In politics, the straw man is a stand-in for one's actual opponents or enemies or even for their ideas. An example of a GOP straw man was the red menace so popular in the 1950s, at least popular with Joe McCarthy. This fake bogeyman was used to great effect to scare Americans away from progressive and/or democratic candidates or even their "scary" ideas.
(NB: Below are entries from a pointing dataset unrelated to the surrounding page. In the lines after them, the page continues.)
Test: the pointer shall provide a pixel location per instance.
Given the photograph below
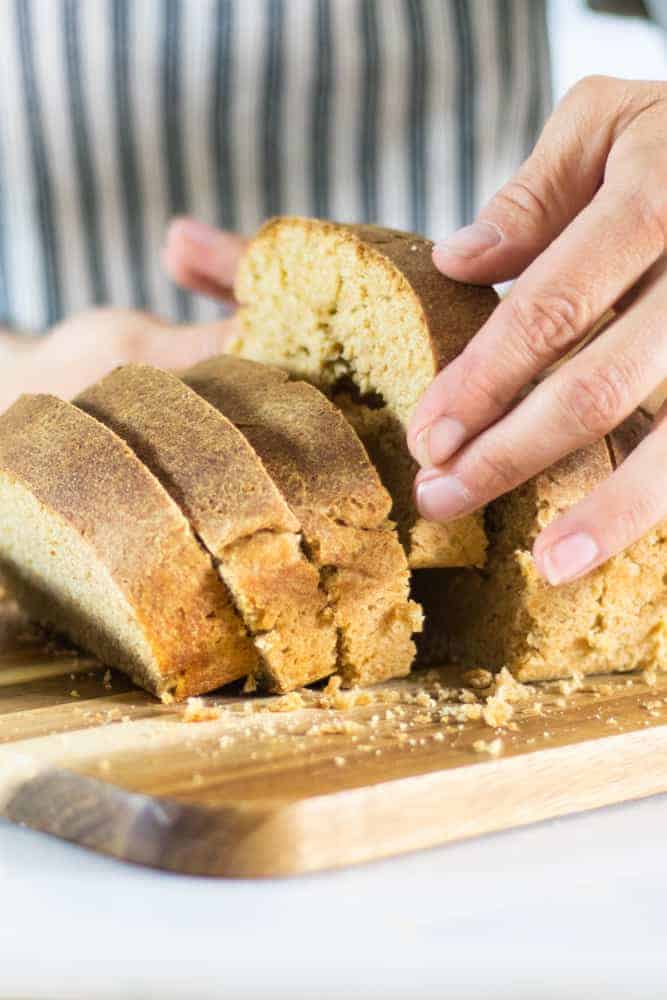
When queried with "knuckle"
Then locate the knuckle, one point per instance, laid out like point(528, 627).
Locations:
point(648, 204)
point(495, 474)
point(597, 401)
point(480, 383)
point(547, 325)
point(519, 200)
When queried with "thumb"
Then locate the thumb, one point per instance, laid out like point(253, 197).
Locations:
point(557, 180)
point(201, 258)
point(179, 347)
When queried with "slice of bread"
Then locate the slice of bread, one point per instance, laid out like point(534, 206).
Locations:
point(506, 615)
point(220, 483)
point(93, 546)
point(325, 475)
point(363, 313)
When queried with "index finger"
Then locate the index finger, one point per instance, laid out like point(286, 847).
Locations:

However, the red menace began to collapse along with the Soviet Union and the GOP's favorite straw man seemed to be a casualty of a thaw in the Cold War. In fact, pretty soon, there was no Soviet Union, which everybody but Mitt Romney eventually recognized (he was still using it as a bogeyman in his last unsuccessful campaign.) For a while, in the last half of the 20th Century, the GOP floundered, forced to rely on thinly-veiled racist attacks on their Democratic opponents, which only seemed effective in the South.

Then, they found a new possibility and grabbed it with both hands. Our federal budget deficit became to their eyes not only a big problem, but our only problem. But what this also was was a way of attacking two enormously popular federal programs: Social Security and Medicare. We had to do something about these programs and quick. And so, we have trouble, my friends, right here in River City. And the only solution was to cut, cut, cut.

Never mind considering closing tax loopholes on that sacred and untouchable 2 percent at the top. Never mind even a trim on the federal defense budget, which was bloated, by most people's estimate. No sir, we had two terrific straw men inside a big straw man: the entire federal deficit. That deficit was going to eat all of us very soon or at the very least, devour our children. The only solution, they kept saying, was to attack those two entitlement programs, and anyone who didn't see that obviously had a head full of straw!

How is the GOP scare campaign doing? Better than it should be but even our intrepid and ever-vigilant press seems to be buying into the language of the deficit and the entitlement programs and the impending doom that they represent. Of course, we can always trust the Americans' vigilant press to see through the fakery of this GOP deficit scam. So perhaps I shouldn't worry. But what is that stuff I seem to see leaking out of journalists' ears? Could that be sawdust??